Your car’s wheels are the lifeblood of your car’s appearance, and when neglected can greatly diminish the value of your investment. Some opinions stress the paintwork or the interior of your car, but it’s your wheels that keep you on the road and really speak for how clean your car truly is. It’s obvious from looking at a wheel covered in brake dust that dirty wheels take away from the overall look and health of your car. On the other hand, a car with new or freshly cleaned wheels is constantly complimented and can turn heads when passing by. When taken care of and cleaned properly, wheels can stay as good as new without too much work.
Proper wheel care begins and ends with the procedure you use to clean your car’s wheels. There seems to be some hype about special products that can be used to tackle even the toughest of brake dust, but that’s not always the safest or most effective way to truly clean your wheels. The first step in preparation for cleaning wheels is to know how abrasive your wheel cleaning product is, and to avoid those that may cause harm to your wheels.
How To Clean Wheels Safely:
#1: Rinse large debris from wheel. Often times, if a hose or nozzle has a single stream, it will not do as thorough of a job as a shower head mount which yields a greater volume of water. A shower head mount can be easily attached to a normal garden hose, and helps when cleaning wheels as well as in a general car wash.
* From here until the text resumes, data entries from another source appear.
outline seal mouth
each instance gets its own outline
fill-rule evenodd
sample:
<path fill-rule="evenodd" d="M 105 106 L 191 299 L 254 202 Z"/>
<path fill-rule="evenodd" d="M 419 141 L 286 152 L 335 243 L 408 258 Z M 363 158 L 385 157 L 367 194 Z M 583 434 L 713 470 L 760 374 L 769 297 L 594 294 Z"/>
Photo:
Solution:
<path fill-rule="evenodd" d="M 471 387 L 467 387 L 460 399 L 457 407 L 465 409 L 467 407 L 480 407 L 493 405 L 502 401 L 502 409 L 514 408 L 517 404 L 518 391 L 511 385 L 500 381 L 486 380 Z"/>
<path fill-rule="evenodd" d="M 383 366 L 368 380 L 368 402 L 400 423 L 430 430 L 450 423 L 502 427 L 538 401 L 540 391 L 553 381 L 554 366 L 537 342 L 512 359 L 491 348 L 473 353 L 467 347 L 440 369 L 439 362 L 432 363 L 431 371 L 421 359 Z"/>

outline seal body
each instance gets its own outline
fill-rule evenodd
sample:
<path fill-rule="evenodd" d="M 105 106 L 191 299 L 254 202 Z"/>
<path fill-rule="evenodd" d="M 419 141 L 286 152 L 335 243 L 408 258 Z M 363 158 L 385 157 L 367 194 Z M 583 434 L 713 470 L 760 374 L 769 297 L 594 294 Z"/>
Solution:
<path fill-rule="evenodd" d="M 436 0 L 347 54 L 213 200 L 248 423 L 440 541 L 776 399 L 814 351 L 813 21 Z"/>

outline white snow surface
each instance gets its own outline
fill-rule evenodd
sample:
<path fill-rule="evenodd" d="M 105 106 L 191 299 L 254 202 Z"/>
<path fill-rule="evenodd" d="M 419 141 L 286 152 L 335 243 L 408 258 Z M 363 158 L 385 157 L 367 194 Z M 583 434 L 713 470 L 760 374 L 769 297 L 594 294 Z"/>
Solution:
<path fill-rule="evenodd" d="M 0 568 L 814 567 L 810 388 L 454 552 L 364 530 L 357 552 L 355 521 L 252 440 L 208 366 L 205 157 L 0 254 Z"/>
#2: Once the large debris is removed, spray your wheel cleaner from the bottom of the wheel upward. Spraying from the bottom up will reduce the chance of etching caused by dripping chemicals. Include the tire in your spraying, as most wheel cleansers are perfectly safe to be used on your tires. The key to a good wheel cleanser is it’s viscosity. A thick, gel-type wheel cleaner will hold its position, preventing it from running off before you can get to cleaning.
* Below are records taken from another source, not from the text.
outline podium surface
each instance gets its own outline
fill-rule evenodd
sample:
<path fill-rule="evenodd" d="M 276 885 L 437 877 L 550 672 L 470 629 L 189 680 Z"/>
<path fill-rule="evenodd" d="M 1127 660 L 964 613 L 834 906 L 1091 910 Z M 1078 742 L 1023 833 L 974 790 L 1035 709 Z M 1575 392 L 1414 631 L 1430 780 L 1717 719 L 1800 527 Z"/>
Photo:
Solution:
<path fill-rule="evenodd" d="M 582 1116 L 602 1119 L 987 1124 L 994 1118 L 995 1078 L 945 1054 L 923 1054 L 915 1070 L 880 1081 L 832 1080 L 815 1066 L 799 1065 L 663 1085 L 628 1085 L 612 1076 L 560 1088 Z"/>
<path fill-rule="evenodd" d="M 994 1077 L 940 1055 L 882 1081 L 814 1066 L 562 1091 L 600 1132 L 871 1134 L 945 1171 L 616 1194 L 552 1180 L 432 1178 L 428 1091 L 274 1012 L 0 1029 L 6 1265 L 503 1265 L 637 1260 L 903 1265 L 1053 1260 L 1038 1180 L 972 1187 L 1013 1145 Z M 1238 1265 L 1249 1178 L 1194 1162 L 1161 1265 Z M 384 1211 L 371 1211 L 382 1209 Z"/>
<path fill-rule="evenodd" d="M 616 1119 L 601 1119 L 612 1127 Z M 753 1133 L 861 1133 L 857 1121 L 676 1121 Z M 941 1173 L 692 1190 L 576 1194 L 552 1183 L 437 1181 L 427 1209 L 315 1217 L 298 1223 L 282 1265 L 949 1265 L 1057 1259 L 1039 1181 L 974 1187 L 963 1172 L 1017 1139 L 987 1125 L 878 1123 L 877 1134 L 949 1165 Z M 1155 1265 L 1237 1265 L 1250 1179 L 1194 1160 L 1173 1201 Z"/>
It is recommended that you have a bucket of water, with grit guard, to keep your wheel sponge, wheel brush, and tire brush fresh during cleaning. If your wheels are extremely dirty, you may want to rinse out the bucket and add new water for each wheel.
#3: With a tire brush (tampico fibered bristles are the safest and most effective), scrub the tire in a circular motion to remove contamination such as dirt, grime, and grease. On tires, it is important to use a brush rather than a sponge because it allows the tire conditioner (applied later) to adhere properly to the rubber surface by providing a better, more thorough cleaning.
When done with a brush, always put it in your rinse bucket.
#4: If you use a gel-based wheel cleaner, you should be able to begin scrubbing the wheel from outside in with a wheel cleaning brush. It is recommended that you clean outside in to trap the dirt and brake dust, as well as to confine the space you need to clean. For the safest and best results, a flag-tipped brush with mildly firm bristles is recommended.
During cleaning, you may need to rinse the brush, respray the wheel cleaner, and brush again to remove tough debris. Again, it’s recommended that you rinse more often than not.
#5: Respray wheel cleaner in appropriate areas of concern, usually hubs, spokes, and wherever there is brake dust build up. Next, use your wheel sponge to get an up-close clean that will remove tightly bonded brake dust, dirt, and grease from areas that a brush may not be able to reach. Rinse the sponge frequently, and continue until you’ve removed all debris, respraying the wheel cleaner as necessary.
#6: Rinse wheel and tire to remove suds, soap, and loosened grime. The shower head mount proves valuable here as pressurized water will create more suds, leaving soap residue behind on the wheel. When rinsing, it’s important to remove any and all chemicals along with the loose contaminants that may still be sitting inside your rims.
With a properly cleaned wheel and clean tires, the next steps fall under the prep and protection process of cleaning (prep being the preparation for an effective protection step).
#7: With the appropriate product, you’ll want to prep the surface for proper adherence of protection products. A pH neutralizer will rid the surface of any excess chemicals from the wheels and tires, allowing for a more pure and significantly longer lasting application of protection products such as a tire conditioner or a wheel sealant. Spray an exterior pH neutralizer on the surfaces and wipe dry with a microfiber cloth.
#8: With a freshly neutralized surface, you’re ready for protection and nourishing products. Begin with a wheel sealant, and spray it directly on the rims, but carefully enough not to overspray onto rotors or brake pads. Typically, you’ll notice that most products on the market are carnauba based, however that means they have a melting point somewhere around 170-180 degrees. This isn’t good, as wheels tend to reach high temperatures fairly often due to braking (any BMW owner will back that up). An oil based wheel sealant formula will be much more effective, hold a higher melting point, and stay adhered to the surface for a longer time. By protecting, you’re keeping your wheels cleaner for longer, and lessening the load for the next time you need to clean them.
#9: The final step in any wheel cleaning procedure should be the conditioning the tires. Conditioning not only rejuvenates the rubber surface for a vibrant appearance, but it also prevents cracking and fading of the rubber as well. With the appropriate applicator, apply a tire conditioner to the tires evenly and wipe of any that may have gotten on the rims. Next, allow the conditioner to sit for a few minutes and then wipe excess off with a cloth. Note that you should use a conditioner and not a dressing because tire dressing simply goes on the surface and makes the tire look shiny, whereas conditioner will be absorbed into the rubber surface, rejuvenating and protecting the tire.
Your clean wheels should now be visible from down the street, and you can be certain that they are healthy and protected from the harshness they go through on a daily basis.